Pendant 15 ans, Marc et François (prénoms fictifs) ont offert un service de livraison de cannabis à domicile. L'affaire s'est avérée très lucrative. Tout le trafic se faisait par téléavertisseur interposé. Un coup de fil. Un numéro de téléphone. Et en une heure, le «colis» était livré.

«On n'était pas des bums de parc, explique Marc. Aller chez les gens, c'est beaucoup plus sûr que de vendre dans un parc. On voit les clients dans leur environnement. Ça crée un autre rapport. Et puis, c'est plus facile de barrer les indésirables.»

Marc et François ont commencé à livrer de la drogue dans la jeune vingtaine. D'abord en vélo et en patins à roulettes, puis en voiture, au fur et à mesure que leur clientèle et leur territoire s'agrandissaient. D'abord concentré sur le Plateau, leur territoire d'affaires s'est étendu du boulevard Pie-IX à Décarie.

Pendant les bonnes années, le tandem comptait près de 1200 clients et pouvait faire jusqu'à 35 livraisons par jour, en travaillant huit heures par jour, sept jours par semaine. Après le 11 septembre, les frontières se sont resserrées et les affaires ont diminué, se stabilisant autour de 400 clients.

Pour le contact humain

De toute façon, Marc et François n'ont jamais «pensé» leur entreprise en termes capitalistes. Ils étaient surtout intéressés par le contact humain et la convivialité qui venait avec le job.

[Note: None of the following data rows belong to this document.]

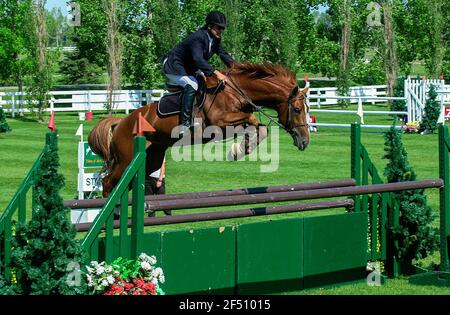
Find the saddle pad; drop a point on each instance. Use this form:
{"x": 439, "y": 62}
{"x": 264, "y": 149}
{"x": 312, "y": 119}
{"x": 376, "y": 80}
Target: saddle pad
{"x": 170, "y": 104}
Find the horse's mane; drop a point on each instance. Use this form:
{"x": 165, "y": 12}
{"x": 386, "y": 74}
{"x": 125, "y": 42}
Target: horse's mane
{"x": 266, "y": 70}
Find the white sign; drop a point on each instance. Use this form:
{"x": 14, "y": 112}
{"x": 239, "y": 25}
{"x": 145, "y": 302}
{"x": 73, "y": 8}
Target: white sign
{"x": 90, "y": 182}
{"x": 83, "y": 215}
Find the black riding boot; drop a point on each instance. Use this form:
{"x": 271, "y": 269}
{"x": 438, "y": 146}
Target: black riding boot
{"x": 187, "y": 103}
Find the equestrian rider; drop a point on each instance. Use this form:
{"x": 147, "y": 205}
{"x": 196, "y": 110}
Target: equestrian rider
{"x": 190, "y": 58}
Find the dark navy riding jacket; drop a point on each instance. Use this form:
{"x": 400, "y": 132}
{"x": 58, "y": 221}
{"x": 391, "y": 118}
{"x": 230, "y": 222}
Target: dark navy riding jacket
{"x": 193, "y": 53}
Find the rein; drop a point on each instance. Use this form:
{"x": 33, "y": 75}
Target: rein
{"x": 258, "y": 109}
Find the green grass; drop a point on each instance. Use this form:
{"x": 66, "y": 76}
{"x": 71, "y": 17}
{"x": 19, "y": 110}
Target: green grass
{"x": 327, "y": 158}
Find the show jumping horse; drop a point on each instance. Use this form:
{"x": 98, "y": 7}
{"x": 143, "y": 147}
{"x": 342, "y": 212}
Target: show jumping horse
{"x": 248, "y": 87}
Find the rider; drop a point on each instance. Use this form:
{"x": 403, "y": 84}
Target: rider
{"x": 190, "y": 58}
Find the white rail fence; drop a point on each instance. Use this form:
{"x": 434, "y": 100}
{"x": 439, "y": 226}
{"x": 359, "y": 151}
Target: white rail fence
{"x": 319, "y": 99}
{"x": 82, "y": 101}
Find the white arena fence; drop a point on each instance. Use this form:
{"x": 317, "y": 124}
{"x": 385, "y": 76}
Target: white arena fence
{"x": 319, "y": 100}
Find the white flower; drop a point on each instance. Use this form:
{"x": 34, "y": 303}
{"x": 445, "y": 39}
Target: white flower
{"x": 110, "y": 279}
{"x": 89, "y": 278}
{"x": 146, "y": 266}
{"x": 152, "y": 260}
{"x": 100, "y": 270}
{"x": 143, "y": 257}
{"x": 158, "y": 274}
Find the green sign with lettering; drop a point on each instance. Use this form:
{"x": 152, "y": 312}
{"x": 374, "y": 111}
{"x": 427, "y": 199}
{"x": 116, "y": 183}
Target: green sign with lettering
{"x": 90, "y": 158}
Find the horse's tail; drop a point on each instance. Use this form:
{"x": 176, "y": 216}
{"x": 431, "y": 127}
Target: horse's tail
{"x": 100, "y": 138}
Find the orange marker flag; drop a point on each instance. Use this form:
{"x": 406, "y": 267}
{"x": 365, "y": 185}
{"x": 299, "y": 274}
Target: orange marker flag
{"x": 142, "y": 126}
{"x": 51, "y": 123}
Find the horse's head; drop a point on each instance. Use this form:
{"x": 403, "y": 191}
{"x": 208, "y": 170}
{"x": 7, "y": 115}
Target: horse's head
{"x": 296, "y": 121}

Composée de comédiens, de musiciens, de juges, d'avocats, de psychologues, de petits couples tranquilles et même de femmes de policiers (qui appelaient pour le mari, disent-ils!), leur clientèle plutôt «branchée» n'avait rien de la faune inquiétante qu'on s'imagine.

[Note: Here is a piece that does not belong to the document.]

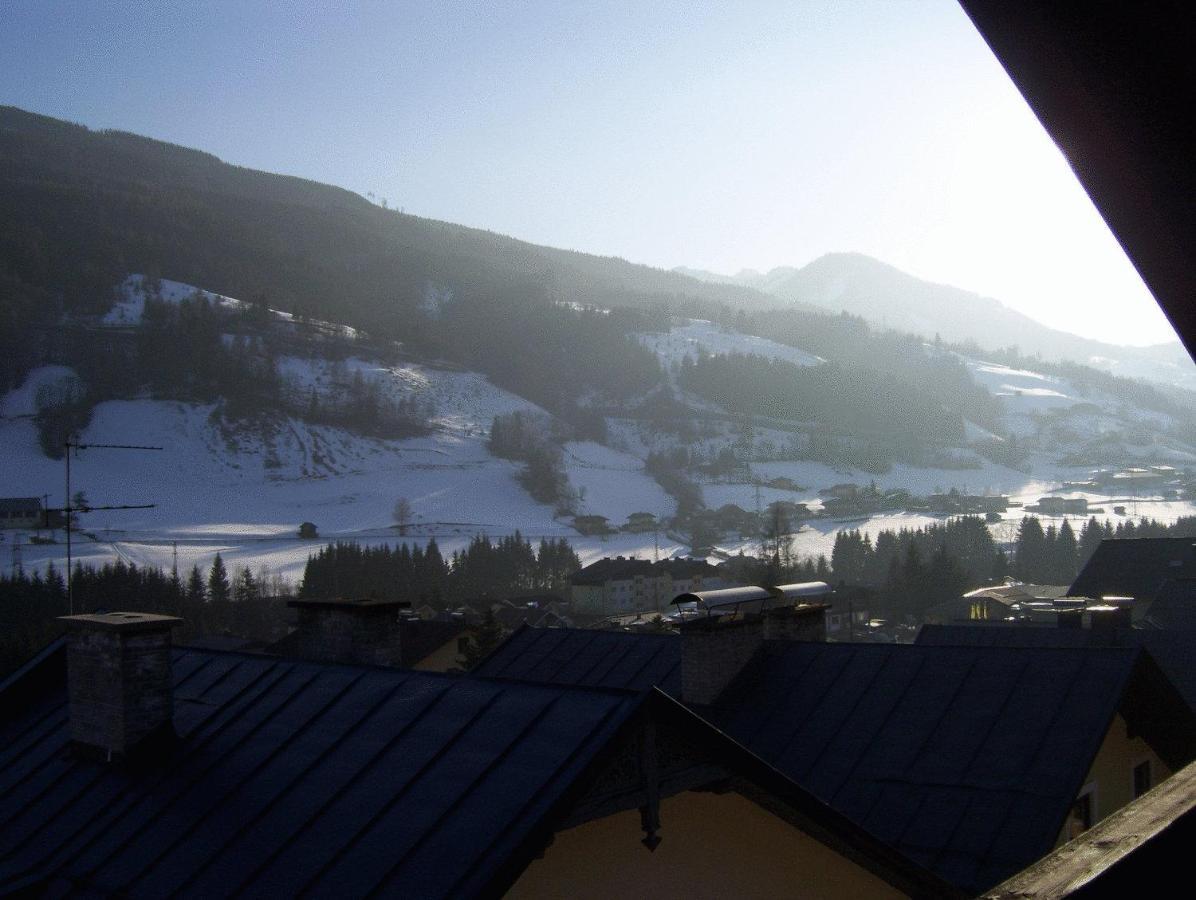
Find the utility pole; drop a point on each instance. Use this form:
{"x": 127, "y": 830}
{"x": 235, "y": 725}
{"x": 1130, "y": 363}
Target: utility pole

«C'était relax. On se faisait offrir une tasse de thé», résume Marc. «Oui, de ce côté, on a été choyés, ajoute François. C'était la partie ludique de l'affaire. En ce qui me concerne, c'est ce qui m'a permis de faire ça si longtemps.»

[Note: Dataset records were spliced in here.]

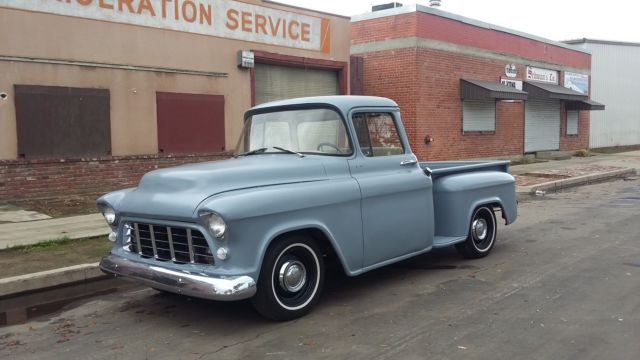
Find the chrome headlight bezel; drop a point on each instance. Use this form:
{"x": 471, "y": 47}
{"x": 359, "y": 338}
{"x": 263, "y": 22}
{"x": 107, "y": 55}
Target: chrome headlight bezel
{"x": 215, "y": 224}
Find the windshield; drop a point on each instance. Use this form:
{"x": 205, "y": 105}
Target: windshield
{"x": 309, "y": 131}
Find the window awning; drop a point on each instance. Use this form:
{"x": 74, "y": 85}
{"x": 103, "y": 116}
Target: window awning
{"x": 488, "y": 90}
{"x": 552, "y": 92}
{"x": 585, "y": 105}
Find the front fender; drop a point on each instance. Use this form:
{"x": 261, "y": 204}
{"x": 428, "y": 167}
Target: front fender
{"x": 257, "y": 216}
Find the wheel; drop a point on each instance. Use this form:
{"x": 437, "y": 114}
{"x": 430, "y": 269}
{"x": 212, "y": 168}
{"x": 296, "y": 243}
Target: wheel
{"x": 321, "y": 145}
{"x": 291, "y": 279}
{"x": 482, "y": 234}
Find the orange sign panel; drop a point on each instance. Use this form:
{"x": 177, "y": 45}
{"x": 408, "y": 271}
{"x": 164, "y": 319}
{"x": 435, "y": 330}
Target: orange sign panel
{"x": 222, "y": 18}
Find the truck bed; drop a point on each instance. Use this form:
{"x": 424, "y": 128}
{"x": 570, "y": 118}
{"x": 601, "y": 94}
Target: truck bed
{"x": 442, "y": 168}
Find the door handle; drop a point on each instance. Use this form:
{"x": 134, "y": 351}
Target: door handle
{"x": 408, "y": 162}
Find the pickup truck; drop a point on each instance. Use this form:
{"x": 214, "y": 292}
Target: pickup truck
{"x": 312, "y": 180}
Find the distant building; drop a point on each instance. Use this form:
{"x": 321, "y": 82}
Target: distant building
{"x": 469, "y": 89}
{"x": 615, "y": 74}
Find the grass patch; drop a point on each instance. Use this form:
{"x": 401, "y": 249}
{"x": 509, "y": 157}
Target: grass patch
{"x": 52, "y": 254}
{"x": 583, "y": 153}
{"x": 49, "y": 244}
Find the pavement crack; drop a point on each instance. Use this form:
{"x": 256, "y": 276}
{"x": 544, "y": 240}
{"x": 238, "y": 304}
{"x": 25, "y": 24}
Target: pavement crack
{"x": 241, "y": 342}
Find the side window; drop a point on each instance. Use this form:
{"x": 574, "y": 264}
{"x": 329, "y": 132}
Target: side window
{"x": 377, "y": 134}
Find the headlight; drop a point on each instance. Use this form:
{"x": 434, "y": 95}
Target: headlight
{"x": 109, "y": 214}
{"x": 216, "y": 225}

À les entendre, ce petit trafic n'a été qu'une partie de plaisir. Et pourtant. Nos deux livreurs pouvaient traîner jusqu'à six livres de ganja dans leur auto. Étaient-ils conscients des risques? «Bien sûr, mais on n'a jamais vraiment eu peur de se faire prendre», lance François.

À deux reprises, ils sont pourtant passés près. François s'est fait interpeller par la police parce qu'il circulait de façon suspecte dans un quartier. Marc, de son côté, a été arrêté alors qu'il venait de brûler un feu rouge avec un permis temporaire. Dans les deux cas, ils n'ont reçu que de simples amendes pour leurs infractions. «Il faut croire qu'on n'avait pas le profil type du livreur de pot.»

Rendre service

L'un et l'autre se vantent de ne s'être jamais ravitaillés chez les Hells Angels. Ils avaient leur propre réseau de fournisseurs indépendants. S'ils admettent avoir été une «petite mafia», ils n'ont toujours exploité leur PME que de façon artisanale. «L'idée n'était pas de faire ça contre le système, mais de faire plaisir à du monde, observe François. Personnellement, j'avais surtout l'impression de rendre service.»

Avec le temps, Marc et François ont vieilli et leur clientèle aussi. Même si les affaires continuaient de rouler, le téléavertisseur sonnait moins souvent. D'autres «entreprises» concurrentes se sont aussi créées, provoquant une fragmentation du marché. De 35, les livraisons étaient passées à 15 par jour.

Au cours de l'été, le tandem a finalement décidé de passer à autre chose et de fermer boutique. «Pendant toutes ces années, dit François, on n'a eu ni patron ni horaires. On a payé nos factures, on a vécu. Et on a rencontré des tas de gens intéressants. Je n'ai aucun regret ni aucun remords...»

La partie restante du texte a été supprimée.